Niagara Gazette

Local News

September 23, 2010

Frenchman walking a tightrope Sunday in Niagara Falls

NIAGARA FALLS — When Didier Pasquette walks a tightrope in Niagara Falls on Sunday he will consider the effort a work of art.

The three performances by the Frenchman, who has walked hundreds of feet in the air with notables that include the Flying Wallendas, will be less about defying danger then about becoming an artistic extension of the landscape.

Pasquette will walk a tightrope three times Sunday as part of an unusual several-month-long art exhibition involving 100 local and international artists in locations throughout the region.

Bruce Ferguson, an international consultant for the exhibition who brought Pasquette here to open the event explains the tightrope walker’s artistic vision this way: “Pasquette draws a single line in space and activates it with his own body.”

“He reframes the landscape so that you look at it differently,” he added.

In Niagara Falls, Didier had hoped to walk across one of the bridges but was unable to get permission to do so, so his tightrope walk will occur in the street, where he said, “I’m more near to the people.
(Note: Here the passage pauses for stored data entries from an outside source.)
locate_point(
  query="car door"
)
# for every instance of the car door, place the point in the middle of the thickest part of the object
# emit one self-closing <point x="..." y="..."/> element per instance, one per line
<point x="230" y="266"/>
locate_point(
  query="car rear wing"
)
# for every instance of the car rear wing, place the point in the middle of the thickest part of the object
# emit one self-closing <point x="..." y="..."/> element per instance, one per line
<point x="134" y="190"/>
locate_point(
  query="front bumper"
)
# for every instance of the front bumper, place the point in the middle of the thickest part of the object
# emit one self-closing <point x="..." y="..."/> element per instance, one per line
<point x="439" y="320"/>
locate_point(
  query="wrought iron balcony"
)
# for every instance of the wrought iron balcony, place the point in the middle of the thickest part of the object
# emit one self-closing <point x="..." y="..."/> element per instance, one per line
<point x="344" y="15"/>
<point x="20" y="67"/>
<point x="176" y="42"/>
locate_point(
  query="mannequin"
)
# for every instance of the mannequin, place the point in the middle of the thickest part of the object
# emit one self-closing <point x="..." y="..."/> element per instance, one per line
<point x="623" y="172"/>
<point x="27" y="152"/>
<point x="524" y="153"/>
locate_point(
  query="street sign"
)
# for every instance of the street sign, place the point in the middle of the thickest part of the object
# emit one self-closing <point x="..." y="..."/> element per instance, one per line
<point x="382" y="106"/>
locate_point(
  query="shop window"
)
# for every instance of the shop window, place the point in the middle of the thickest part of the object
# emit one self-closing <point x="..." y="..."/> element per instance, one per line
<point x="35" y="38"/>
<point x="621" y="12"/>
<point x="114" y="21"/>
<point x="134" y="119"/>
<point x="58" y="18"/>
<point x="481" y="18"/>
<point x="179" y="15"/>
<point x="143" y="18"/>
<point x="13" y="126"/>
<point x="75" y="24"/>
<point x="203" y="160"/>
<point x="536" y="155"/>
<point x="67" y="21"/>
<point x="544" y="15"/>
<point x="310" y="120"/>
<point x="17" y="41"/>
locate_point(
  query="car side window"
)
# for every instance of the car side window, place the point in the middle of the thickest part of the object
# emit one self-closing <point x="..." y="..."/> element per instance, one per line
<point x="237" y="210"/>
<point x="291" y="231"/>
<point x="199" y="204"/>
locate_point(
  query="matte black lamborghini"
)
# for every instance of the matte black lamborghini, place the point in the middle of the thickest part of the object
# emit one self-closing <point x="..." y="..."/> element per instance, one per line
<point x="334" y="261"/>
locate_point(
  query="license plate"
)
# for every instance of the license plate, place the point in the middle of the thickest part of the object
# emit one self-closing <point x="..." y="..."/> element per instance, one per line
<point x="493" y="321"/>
It’s more interesting for me this contact with the people.”

The tightrope will be stretched over Old Falls Street at Prospect Street, about 50 feet in the air without a net.

Pasquette will walk across the rope at noon, 1 p.m. and 2 p.m.

Ferguson brought the tight rope artist to the region to help launch the “Beyond/In Western New York 2010,” an arts event which will be held at 27 venues and public spaces throughout Western New York, including the Castellani Art Museum at Niagara University.

Thursday night Pasquette was in downtown Buffalo walking a rope stretched between the two Statue of Liberty sculptures atop the Liberty Bank Building.

“The two statues have a very nice symbol for me,” the Frenchman said, noting that the statues represents a symbol of the friendship between France and America, and are a “symbol of freedom” as well.

The walk between the two statues was about 150 feet and about 300 feet in the air.

Pasquette’s upcoming tightrope walk will by no means be the first in Niagara Falls.

In 1859, Jean Francois Gravelet, who billed himself as the Great Blondin, became the first of many tightrope walkers to traverse high over the Niagara Gorge. In subsequent trips, Blondin crossed the rope on a bicycle, walked blindfolded, pushed a wheelbarrow and crossed the gorge carrying his manager on his back, according to the Niagara Parks Commission website, niagaraparks.com.

Mayor Paul Dyster, who led efforts to bring Pasquette to Niagara Falls, said it was his hope the city could get more involved in “Beyond/In WNY” in future years. The city provided $14,000 to obtain the tightrope walker with $2,000 of that coming from the Niagara Tourism and Convention Corp., because “for a very modest sum we were able to be a part of this very high profile event.”

Dyster also noted that the city’s participation in the future could include artistic benefits such as temporary exhibits of large artworks in the Falls Street Mall.

Following a press conference for Pasquette at the Albright Knox Art Gallery Thursday morning, a preview of that gallery’s participation in the exhibition included colorful contemporary work from around the region and the world. Some of the artwork included an emerald green-colored outdoor sculpture called “Karma,” depicting people standing on each other’s shoulders, created by a Korean artist. That sculpture will remain at the gallery after the close of the exhibition. Other artwork included a video exploring an Icelandic search for the sublime from an Ithaca artist and a bees wax-tile lined foyer of what appear to be ancient symbols.

Some of the many other exhibits being displayed at galleries throughout the area include “Artpark: 1974-84,” which will open at the University at Buffalo Art Gallery with a free reception from 1 to 6 p.m. Saturday. The exhibit is billed as exploring the “halcyon days at Artpark,” when artists came from around the world to create “quirky, complex, brilliant, challenging works of art intended to last a short time.”

The Castellani exhibit, which opens with a reception at 2 p.m. Saturday, will feature the work of artists Elizabeth Gemperlein of Batavia; Adam Weekley and David Mitchell of Buffalo; and Jennifer Lefort of Toronto, Ontario. Their works explore the fragility and triumphant temperament of nature and personal expression.

For a complete list of art exhibits in Beyond/In WNY 2010 visit beyondinwny.org. Most exhibits will remain open through the end of the year.